A Chinese website is circumventing traditional routes to giving and encouraging its mostly young audience to give directly to the survivors of the earthquake in the Sichuan province, and avoid the corruption present in official charitable giving.

Bullog, one of the coolest blogs in the country publishes a list of relief efforts paid for from donations, which have exceeded Rmb1m ($144,000, €91,000, £73,000) reports the Financial Times.

It has become the charity of choice for the many young Chinese who want to donate to help the victims but want to avoid going through the government; internet traffic has been so heavy the site has crashed regularly.

The site was founded by Luo Yonghao, a former English teacher, who has spent the past week in the region coordinating activities. Bullog paid for two trucks bringing tarpaulins to the disaster site and five trucks full of rice, edible oil, sanitary towels and mosquito repellent.

According to the Chinese government donations had reached $1.8bn earlier this week, mostly to official charities.

Private charities such as Bullog appear to be a product of widespread skepticism about how the government will distribute donations and are encouraging citizens concerned about corruption amongst local officials to push for a higher degree of accountability in the way money is spent.
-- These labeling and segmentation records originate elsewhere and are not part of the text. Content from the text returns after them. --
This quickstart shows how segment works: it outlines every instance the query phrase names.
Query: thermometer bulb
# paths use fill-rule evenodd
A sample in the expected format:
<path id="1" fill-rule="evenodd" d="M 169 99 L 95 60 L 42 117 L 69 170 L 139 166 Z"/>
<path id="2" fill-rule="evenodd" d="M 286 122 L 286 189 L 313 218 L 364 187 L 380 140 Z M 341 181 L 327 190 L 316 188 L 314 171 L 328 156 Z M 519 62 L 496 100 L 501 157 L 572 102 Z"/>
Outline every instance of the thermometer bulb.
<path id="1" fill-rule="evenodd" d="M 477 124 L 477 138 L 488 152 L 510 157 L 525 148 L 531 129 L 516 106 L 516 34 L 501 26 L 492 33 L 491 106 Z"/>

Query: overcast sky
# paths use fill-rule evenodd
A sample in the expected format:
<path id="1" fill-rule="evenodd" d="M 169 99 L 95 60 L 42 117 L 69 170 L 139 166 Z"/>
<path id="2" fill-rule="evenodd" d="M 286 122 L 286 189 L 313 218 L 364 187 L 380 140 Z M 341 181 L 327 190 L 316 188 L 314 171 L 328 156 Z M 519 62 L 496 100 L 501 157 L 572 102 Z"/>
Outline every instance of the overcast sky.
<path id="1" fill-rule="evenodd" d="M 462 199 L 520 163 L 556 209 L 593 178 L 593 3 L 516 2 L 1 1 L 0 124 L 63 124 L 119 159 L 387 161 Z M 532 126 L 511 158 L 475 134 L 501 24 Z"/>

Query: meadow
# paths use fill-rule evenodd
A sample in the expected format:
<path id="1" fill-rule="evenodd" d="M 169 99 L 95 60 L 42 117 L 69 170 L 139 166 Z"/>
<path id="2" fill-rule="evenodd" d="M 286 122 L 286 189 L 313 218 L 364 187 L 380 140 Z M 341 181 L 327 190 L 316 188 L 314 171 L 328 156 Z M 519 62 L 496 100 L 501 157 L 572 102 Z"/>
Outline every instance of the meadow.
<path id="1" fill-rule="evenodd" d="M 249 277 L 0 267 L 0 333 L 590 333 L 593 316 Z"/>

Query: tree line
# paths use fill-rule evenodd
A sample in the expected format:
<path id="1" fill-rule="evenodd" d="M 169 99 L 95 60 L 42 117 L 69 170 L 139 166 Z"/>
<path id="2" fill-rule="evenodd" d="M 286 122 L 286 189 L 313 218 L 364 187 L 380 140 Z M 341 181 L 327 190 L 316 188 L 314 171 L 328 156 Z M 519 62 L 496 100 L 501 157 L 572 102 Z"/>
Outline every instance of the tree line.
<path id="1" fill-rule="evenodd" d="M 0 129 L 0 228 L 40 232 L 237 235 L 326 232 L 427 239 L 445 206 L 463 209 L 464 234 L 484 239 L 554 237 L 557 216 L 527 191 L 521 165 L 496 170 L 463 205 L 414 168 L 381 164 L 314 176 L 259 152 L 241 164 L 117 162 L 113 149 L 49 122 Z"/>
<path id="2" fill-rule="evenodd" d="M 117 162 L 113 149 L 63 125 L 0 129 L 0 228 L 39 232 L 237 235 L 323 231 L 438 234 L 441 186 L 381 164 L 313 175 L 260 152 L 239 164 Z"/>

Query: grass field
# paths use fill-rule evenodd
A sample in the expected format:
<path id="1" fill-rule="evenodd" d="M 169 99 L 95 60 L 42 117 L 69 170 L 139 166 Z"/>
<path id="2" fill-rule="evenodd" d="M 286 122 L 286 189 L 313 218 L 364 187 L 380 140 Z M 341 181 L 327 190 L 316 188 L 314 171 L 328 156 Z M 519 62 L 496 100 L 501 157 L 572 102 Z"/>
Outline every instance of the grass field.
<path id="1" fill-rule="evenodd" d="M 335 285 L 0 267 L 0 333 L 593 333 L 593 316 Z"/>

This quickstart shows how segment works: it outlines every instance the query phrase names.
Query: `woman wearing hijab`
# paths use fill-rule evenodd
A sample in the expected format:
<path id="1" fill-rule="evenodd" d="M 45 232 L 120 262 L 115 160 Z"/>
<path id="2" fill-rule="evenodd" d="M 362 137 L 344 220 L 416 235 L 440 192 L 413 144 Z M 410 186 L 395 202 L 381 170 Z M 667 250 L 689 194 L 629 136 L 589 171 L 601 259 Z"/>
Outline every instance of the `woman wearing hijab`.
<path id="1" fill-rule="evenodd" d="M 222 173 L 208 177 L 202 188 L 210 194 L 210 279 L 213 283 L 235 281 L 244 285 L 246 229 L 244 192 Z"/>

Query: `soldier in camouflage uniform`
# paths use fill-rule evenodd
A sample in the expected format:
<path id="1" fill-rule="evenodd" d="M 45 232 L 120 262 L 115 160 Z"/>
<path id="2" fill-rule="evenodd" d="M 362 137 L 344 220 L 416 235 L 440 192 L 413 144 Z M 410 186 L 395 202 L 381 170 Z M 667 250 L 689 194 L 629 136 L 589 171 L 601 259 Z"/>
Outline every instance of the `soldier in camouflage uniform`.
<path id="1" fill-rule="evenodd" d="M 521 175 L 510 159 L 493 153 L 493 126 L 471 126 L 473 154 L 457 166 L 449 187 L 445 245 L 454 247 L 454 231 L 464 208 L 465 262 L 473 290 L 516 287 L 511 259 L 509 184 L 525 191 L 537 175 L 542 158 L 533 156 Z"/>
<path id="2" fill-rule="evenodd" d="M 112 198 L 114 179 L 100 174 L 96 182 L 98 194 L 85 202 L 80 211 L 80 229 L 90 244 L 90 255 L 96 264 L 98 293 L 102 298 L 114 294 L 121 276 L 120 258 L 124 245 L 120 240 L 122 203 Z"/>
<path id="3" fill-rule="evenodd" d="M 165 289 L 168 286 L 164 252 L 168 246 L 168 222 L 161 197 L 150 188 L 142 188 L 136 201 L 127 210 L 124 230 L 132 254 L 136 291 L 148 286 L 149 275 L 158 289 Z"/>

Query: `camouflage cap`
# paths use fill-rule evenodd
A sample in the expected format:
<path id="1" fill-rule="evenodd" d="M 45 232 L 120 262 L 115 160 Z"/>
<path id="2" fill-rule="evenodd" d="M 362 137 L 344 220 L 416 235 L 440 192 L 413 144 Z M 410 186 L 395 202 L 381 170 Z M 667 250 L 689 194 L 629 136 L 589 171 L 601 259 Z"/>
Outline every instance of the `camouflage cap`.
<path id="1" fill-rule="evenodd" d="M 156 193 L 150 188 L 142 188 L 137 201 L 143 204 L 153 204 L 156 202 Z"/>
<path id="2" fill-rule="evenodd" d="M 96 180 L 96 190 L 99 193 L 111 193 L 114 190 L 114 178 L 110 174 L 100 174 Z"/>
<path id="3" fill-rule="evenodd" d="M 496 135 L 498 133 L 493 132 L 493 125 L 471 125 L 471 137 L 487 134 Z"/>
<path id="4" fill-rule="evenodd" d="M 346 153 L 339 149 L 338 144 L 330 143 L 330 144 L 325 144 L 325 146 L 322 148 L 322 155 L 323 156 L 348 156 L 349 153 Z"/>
Aware of potential political backlash if the relief effort were tarred by corruption, the State Council has announced that any officials caught misappropriating earthquake funds would receive severe punishments.

China has thousands of NGOs, which are required to have a government institution as a partner, so the private charities’ status is ambiguous. Yet their appearance is putting pressure on China's official charities to be more transparent about their operations and spending, with official charities such as the Red Cross Society of China, announcing it will soon publish a list detailing how it is spending money in Sichuan.